The division between vehicles and consumer electronics gets thinner and thinner with each passing day. By 2028, it’s projected that the automotive electronics market will have grown to $392.49 billion in value, according to Grand View Research. Perhaps as many of those excited for this development in the world of cars are those who are more cautious about what implications this future might bring. Regardless of your stance on them, it would be beneficial to familiarize yourself about these incoming tech innovations, especially since many of them are likely to stick around. Several new car technologies are geared specifically towards safety, and with many people intent on avoiding the costly aftermath of a motor vehicle accident, it’s likely that these technologies will become standard before long, with the rest following suit.
Vehicle to Everything Connectivity
Chances are, you’ve heard of the buzzword, “The Internet of Things” getting thrown around. That term means exactly what it sounds like. More and more mundane objects are coming with internet connectivity these days. And for vehicles, it may very well end up being mandatory in some fashion. The UN commenced a new Decade of Action for Road Safety in 2021, which is going to be much more tech- and data-focused than previous iterations. This is very likely to lead to IoT tech geared towards safety becoming standard fare in new car models from 2022 onwards.
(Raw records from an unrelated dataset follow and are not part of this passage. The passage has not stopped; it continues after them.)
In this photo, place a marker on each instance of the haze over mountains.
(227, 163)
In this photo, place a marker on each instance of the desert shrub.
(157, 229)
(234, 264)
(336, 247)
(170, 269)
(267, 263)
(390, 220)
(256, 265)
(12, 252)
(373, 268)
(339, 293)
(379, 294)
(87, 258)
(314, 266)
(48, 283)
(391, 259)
Vehicle-to-everything connectivity or V2X enables vehicles to communicate with other devices, such as cameras and other sensing equipment, as well as other vehicles. This leads to useful things like road condition data networks, which can enable drivers to gain real-time updates on traffic, road hazards, and other relevant info. This also means that vehicles will constantly provide vital data for road safety analytics and telematics.
Onboard Computers and AI Co-Pilots
The age of the smart car is now. Beyond just infotainment systems and automatic brakes, onboard computers can now effectively “co-pilot” the car. With this, cars can warn the driver or even pump the brakes or divert themselves if they are on a collision course with another car.
Much of this technology will also make use of V2X technology to reach maximum efficacy. However, there are concerns about how much personal data this may divulge. Some, like Mazda’s Co-Pilot feature, guarantee privacy, but time will tell whether other car manufacturers will follow suit. Privacy issues notwithstanding, there is still much to benefit from this technology. This can enable things such as active diagnostics, which can help you conduct preventive maintenance on vital components such as radiators to prevent your car from overheating. As far as mandates go, it’s likely that only low-level onboard computer tech would be made standard, if at all, the bare minimum required for better safety features.
Non-Fungible Tokens are Everywhere
At this point, there’s likely no one living that hasn’t heard of NFTs, even if only by name. Love them or hate them, it would seem that some people are determined to keep them around, or at least, are intent on riding the hype for as long as they’re able. A few of these people are high up in auto tech R&D, and this has resulted in such marvels as blockchain-powered car security, computer systems, ownership certificates, and even paint jobs that you can scroll through at the push of a button.
As revolutionary as these may seem already, these are only a few of the technologies on the horizon that are poised to change the face of automobiles as we know it. It’s likely that a generation from now, cars will be nearly unrecognizable from the vehicles we have today.